In all, some 130,000 square feet in two structures have been revamped, and a brand new 12-unit row house project was added to the mix.
Before, much of the space on the 14-acre retail site that dates back 60 years had been condemned, vacant or underused.
“It was really kind of forgotten,” said White Lotus spokeswoman Delaney Nelson. “So to take that first phase and run with it, bring it into that second chapter of life, was pretty exciting.”
Here’s how the phases unfolded:
White Lotus bought the main retail structure, an indoor mall built in 1959, around 2012. Its 83,000 square feet underwent a $10 million makeover and today are home to Planet Fitness, a self-storage company and offices for Heartland Workforce Solutions, which employs about 50 people and helps thousands.
Housing in the form of the $2 million rental row house project was built — and opened last year — on idle land just north of that mall and along Fowler Avenue.
The residential component was financially assisted by federal low-income housing tax credits. The City of Omaha has directed a total of $1.15 million in tax-increment financing for the other parts.
Today, tenants are filling the third phase — the former 44,000-square-foot Ames Bowling Center structure that underwent a $5.7 million face-lift and renovation into what is now called the Ames Innovation Center.

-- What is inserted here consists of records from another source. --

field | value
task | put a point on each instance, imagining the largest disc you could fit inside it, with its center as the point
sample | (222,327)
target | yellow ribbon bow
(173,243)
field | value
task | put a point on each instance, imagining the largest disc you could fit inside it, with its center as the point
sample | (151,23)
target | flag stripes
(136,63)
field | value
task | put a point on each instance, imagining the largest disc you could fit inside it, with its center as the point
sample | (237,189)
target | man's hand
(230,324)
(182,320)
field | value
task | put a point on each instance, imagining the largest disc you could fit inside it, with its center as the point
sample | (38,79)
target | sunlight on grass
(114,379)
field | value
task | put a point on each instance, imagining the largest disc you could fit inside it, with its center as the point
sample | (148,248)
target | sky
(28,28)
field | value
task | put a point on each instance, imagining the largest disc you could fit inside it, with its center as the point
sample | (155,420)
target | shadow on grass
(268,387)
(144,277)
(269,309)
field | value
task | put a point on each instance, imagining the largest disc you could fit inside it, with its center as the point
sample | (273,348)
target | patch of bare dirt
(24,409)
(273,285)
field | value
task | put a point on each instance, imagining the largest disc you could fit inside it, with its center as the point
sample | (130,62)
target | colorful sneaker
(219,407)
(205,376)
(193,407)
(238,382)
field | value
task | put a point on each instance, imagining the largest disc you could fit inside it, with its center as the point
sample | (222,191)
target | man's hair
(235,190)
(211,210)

Earlier this month, ResCare Workforce Services unveiled its new headquarters inside that space. The state contractor that helps match job seekers with employers moved its 45-person workforce from 72nd and Grover Streets to a 16,000-square-foot spot in the former bowling center, said project director Brenda Weiland.
Also in that building is a new state driver’s licensing office. White Lotus is negotiating with two other businesses to fill the structure’s remaining bays and expects those to add about 45 workers.

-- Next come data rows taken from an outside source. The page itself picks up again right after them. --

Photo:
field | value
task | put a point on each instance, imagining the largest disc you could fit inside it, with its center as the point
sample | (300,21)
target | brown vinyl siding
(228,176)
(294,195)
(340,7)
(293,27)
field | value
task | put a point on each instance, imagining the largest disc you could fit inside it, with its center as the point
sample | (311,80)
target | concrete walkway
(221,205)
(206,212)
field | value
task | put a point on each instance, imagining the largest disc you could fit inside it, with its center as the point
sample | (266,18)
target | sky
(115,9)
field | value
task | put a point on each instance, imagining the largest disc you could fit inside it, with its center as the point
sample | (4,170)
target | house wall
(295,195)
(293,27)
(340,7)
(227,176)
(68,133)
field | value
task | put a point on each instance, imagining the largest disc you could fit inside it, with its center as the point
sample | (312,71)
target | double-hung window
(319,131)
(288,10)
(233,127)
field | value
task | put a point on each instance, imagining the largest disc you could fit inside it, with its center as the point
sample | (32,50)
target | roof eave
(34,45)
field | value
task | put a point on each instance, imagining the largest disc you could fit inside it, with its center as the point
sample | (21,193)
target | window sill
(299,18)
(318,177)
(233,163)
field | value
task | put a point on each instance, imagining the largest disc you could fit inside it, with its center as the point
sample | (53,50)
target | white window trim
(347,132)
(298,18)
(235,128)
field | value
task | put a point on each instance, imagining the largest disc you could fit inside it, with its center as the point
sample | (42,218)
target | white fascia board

There are a couple of smaller buildings in the Ames Plaza area not owned by White Lotus that aren’t part of its redevelopment effort.
While tenants so far attracted to the redevelopment site aren’t high-tech job magnets, Nelson said the current lineup has drawn lots of foot traffic and provides easy access to workforce services needed in the north Omaha area.

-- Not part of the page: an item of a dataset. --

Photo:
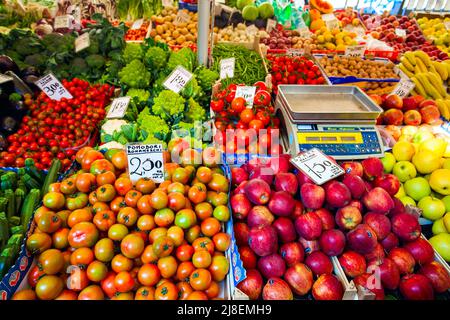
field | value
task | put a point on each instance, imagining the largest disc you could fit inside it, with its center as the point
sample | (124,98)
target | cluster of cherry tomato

Take Mack Johnson, 34, who was recently at the ResCare center attending a workshop oninterviewing for jobs. He then spent time in the computer lab reviewing employment possibilities.
Johnson, a former cashier looking for a maintenance position in a university setting, said he was excited about ResCare’s 56th and Ames spot.
“It’s way more convenient, easier to find and I only have to catch one bus to get here.”
The developer earlier held meetings to ask area residents what they wanted and didn’t want at the hub. For the White Lotus team, whose recent projects include the redevelopment of the iconic Mister C’s site, it was especially satisfying to help revive an area with a storied past, Nelson said.
The Ames Plaza site so intrigued Adam Fletcher Sasse, a former north Omahan who now lives in Washington state, that he recently researched its past prominence as a pioneer of north Omaha shopping centers.
“Developers anticipated northwest Omaha would grow quickly, and they wanted a shopping center with local and national stores there,” Sasse wrote in a history of the area. “There were 600 parking stalls, massive signage throughout the area, and going to Ames Plaza felt like an arrival.”
Of four main buildings, the largest housed Hested’s. The bowling center, which closed in 1992, was in the second biggest structure and at its peak had 50 lanes, accommodated 5,000 bowlers a year and was open around the clock.
A bank occupied the third building and a supermarket filled the fourth.
Among other past tenants of the plaza were a Brandeis, Toy Palace, Haney Shoe Store, Northwest Fabrics, a discothèque and a flea market.
Sasse tracks the downfall of Ames Plaza to the 1982 shuttering of the Hested’s anchor, which was followed by other closures. “It really hurt the mall,” he said.
He thinks the current redevelopment could use more private business investment that provides jobs to area residents, but applauds the state-supported service providers.
Said Nelson: “There are other opportunities all along that Ames corridor that are exciting to us and that we are looking at as well.”